UDMessenger

Volume 12, Number 2, 2003


Raymond makes 3 in a row for national recognition

Harold R. "Tubby" Raymond, the highly successful University of Delaware football head coach who retired after the 2001 season with 300 wins and three national championships, was inducted into the College Football Hall of Fame during ceremonies Aug. 8-9 in South Bend, Ind.

Raymond, who was head coach of the Fightin' Blue Hens for 36 seasons, was one of nine individuals selected to the divisional hall of fame, which includes coaches and players from NCAA Divisions I-AA, II and III and the National Association of Intercollegiate Athletics (NAIA).

Raymond was joined by fellow coaches Roy Kidd of Eastern Kentucky University, who retired following the 2002 season, and Marino Casem, who coached at Alabama State, Alcorn State and Southern universities over 26 seasons until 1992.

In addition to the three coaches, six players were selected for inclusion in the divisional Hall of Fame. They are quarterback Brad Calip of East Central University of Oklahoma (1981-84), tight end Dwayne Nix of Texas A&M University-Kingsville (1965-68), running back Scott Reppert of Lawrence University of Wisconsin (1979-82), end Willie Richardson of Jackson State University (1959-62), tackle Calvin Roberts of Gustavus Adolphus College of Minnesota (1949-52) and running back Ben Stevenson of Tuskegee University (1924-30).

Raymond became the third straight UD football head coach to be inducted into the Hall of Fame, joining his direct predecessors Dave Nelson (1952-1965) and Bill Murray (1940-51).

Raymond also is a member of the Delaware Sports Hall of Fame and the University of Delaware Athletics Hall of Fame.

Raymond enjoyed a career at UD that started as an assistant football coach in the mid-1950s. Under his direction as head coach, beginning in 1966, the Blue Hens compiled a 300-119-3 record, making him one of only nine coaches in the history of college football to reach 300 victories and just the fourth to do so at one school.

He left coaching ranked third in victories behind only Eddie Robinson of Grambling and Kidd at Eastern Kentucky in NCAA Division I-AA.

Raymond's accomplishments are staggering. The list includes:

Thirty-one of Raymond's 36 teams had had winning records, including a streak of 13 straight winning seasons. Only 13 times did a Raymond-coached squad have fewer than eight victories.

The team success brought Raymond numerous honors, including the distinction of being just one of two college division coaches to win consecutive American Football Coaches Association Coach of the Year awards. Raymond was cited in 1971 and 1972, when he coached Delaware to back-to-back national titles. The only other coach to match that feat was Wittenberg's Bill Edwards, in 1962 and 1963.

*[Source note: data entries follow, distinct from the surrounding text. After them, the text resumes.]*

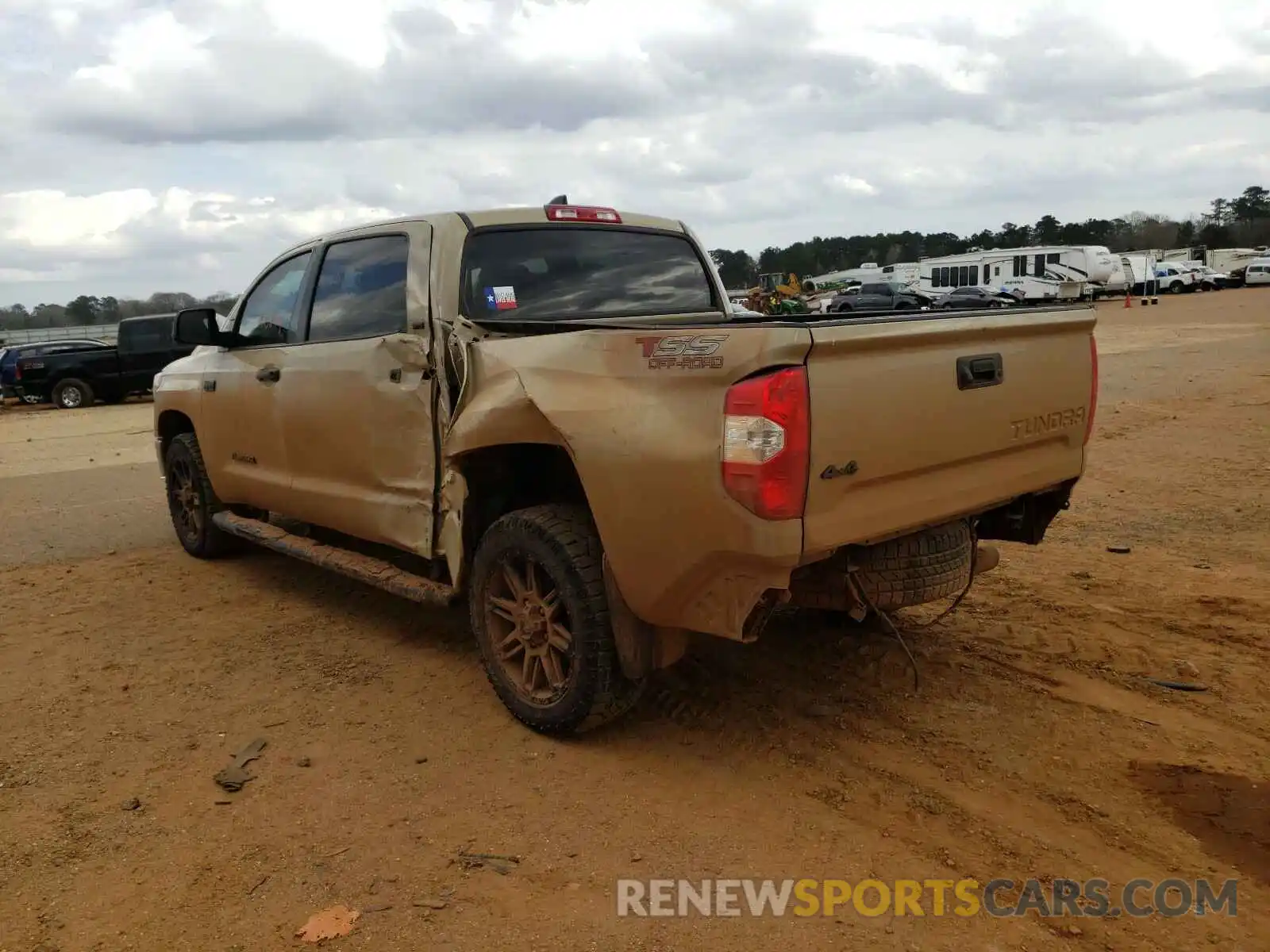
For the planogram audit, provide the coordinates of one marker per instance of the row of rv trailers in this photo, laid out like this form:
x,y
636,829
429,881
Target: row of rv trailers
x,y
1064,273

In 1979, after winning the NCAA Division II national championship, ABC Sports and Chevrolet named Raymond the NCAA Division II Coach of the Year.

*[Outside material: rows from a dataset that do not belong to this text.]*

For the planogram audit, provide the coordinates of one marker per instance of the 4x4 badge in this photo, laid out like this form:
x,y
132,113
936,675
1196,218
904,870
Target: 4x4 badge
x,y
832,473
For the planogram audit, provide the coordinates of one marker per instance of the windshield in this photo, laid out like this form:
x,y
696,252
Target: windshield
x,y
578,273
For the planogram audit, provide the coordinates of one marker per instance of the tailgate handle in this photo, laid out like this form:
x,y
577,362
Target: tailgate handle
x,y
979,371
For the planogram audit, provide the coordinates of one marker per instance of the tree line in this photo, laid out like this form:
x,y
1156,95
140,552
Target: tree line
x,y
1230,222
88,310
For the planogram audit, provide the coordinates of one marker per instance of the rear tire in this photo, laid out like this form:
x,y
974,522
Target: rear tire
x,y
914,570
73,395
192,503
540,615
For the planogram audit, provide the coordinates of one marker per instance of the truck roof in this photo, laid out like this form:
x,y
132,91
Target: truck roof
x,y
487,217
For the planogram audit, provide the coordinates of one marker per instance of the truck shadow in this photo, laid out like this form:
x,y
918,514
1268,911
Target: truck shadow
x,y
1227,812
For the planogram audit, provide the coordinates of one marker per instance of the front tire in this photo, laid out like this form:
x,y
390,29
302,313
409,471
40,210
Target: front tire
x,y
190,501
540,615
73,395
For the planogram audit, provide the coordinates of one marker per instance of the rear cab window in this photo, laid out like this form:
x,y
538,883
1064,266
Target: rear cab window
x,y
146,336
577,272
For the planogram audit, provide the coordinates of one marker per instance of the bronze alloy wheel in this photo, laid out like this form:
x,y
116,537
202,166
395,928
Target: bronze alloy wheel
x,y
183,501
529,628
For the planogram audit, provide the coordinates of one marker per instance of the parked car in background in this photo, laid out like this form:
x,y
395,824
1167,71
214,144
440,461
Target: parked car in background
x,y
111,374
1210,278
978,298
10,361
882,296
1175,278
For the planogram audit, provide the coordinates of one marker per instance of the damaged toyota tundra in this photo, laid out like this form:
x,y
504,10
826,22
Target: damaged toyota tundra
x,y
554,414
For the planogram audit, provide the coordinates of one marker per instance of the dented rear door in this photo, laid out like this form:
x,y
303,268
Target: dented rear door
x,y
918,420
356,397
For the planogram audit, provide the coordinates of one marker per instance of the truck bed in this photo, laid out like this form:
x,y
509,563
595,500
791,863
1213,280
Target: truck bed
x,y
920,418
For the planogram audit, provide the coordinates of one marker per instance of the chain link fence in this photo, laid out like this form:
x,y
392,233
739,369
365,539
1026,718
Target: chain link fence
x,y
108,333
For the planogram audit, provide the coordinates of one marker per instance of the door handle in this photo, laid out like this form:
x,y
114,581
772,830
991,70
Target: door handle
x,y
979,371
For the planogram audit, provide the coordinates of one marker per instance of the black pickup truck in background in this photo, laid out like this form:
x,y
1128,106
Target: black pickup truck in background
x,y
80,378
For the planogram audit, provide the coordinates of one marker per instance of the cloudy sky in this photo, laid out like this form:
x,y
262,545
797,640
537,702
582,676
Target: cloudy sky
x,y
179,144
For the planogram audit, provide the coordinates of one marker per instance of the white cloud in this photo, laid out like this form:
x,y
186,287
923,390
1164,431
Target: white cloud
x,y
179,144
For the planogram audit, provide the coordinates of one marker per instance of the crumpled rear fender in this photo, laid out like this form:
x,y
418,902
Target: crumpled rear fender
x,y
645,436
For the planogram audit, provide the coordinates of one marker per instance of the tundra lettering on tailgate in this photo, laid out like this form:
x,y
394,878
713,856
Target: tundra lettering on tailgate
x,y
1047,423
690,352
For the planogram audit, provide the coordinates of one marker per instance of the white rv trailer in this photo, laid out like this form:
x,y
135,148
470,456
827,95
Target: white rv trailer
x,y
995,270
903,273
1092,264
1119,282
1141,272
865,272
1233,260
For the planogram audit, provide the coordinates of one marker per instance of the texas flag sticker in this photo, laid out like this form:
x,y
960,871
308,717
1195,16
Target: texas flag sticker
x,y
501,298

On the district level, Raymond was named AFCA College Division District II (now NCAA I-AA Region I) Coach of the Year seven times, including the 1995 season, and the New York Football Writers Association ECAC Division I-AA Coach of the Year twice, including the 1992 campaign.

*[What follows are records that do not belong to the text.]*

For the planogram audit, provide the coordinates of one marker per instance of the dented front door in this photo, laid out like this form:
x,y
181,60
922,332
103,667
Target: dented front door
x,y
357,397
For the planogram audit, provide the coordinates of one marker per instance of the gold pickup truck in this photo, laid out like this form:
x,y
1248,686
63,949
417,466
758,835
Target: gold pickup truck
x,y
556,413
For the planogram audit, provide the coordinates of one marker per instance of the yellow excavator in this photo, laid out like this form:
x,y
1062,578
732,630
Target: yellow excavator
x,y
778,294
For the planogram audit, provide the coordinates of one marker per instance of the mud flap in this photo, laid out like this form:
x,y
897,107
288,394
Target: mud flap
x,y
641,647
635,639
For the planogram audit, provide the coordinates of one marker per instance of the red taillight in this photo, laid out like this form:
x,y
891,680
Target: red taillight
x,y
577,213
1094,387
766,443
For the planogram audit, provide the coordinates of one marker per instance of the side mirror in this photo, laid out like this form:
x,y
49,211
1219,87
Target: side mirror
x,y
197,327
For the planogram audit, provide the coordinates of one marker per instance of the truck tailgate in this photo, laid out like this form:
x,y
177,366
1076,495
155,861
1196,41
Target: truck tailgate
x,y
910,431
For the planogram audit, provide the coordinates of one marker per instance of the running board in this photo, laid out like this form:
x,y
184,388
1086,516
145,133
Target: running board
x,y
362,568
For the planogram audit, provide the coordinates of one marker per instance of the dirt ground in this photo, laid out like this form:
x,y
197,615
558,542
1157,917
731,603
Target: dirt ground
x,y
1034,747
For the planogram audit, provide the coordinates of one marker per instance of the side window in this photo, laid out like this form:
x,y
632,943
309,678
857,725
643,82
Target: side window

Raymond came to Delaware from the University of Maine in 1954 and served as Dave Nelson's backfield coach for 12 years before Nelson, a member of the College Football Hall of Fame who died in 1991, resigned to devote full-time to his athletic director duties.

Called "Tubby" by his childhood playmates, Raymond lost the weight but not the nickname. A native of Flint, Mich., and a 1950 graduate of the University of Michigan, Raymond played football and baseball for the Wolverines and captained the 1949 baseball team.

He played minor league professional baseball for two years and was head football coach at University High School in Ann Arbor, Mich., before heading to the University of Maine.

He served as Blue Hen baseball coach for nine years and compiled the second best coaching record in the history of the sport at UD with a mark of 141-56. Six of Raymond's nine baseball teams qualified for the NCAA District II playoffs.

He left the baseball post­giving way to his assistant, recently retired Bob Hannah­before the 1965 season to become a full-time football assistant.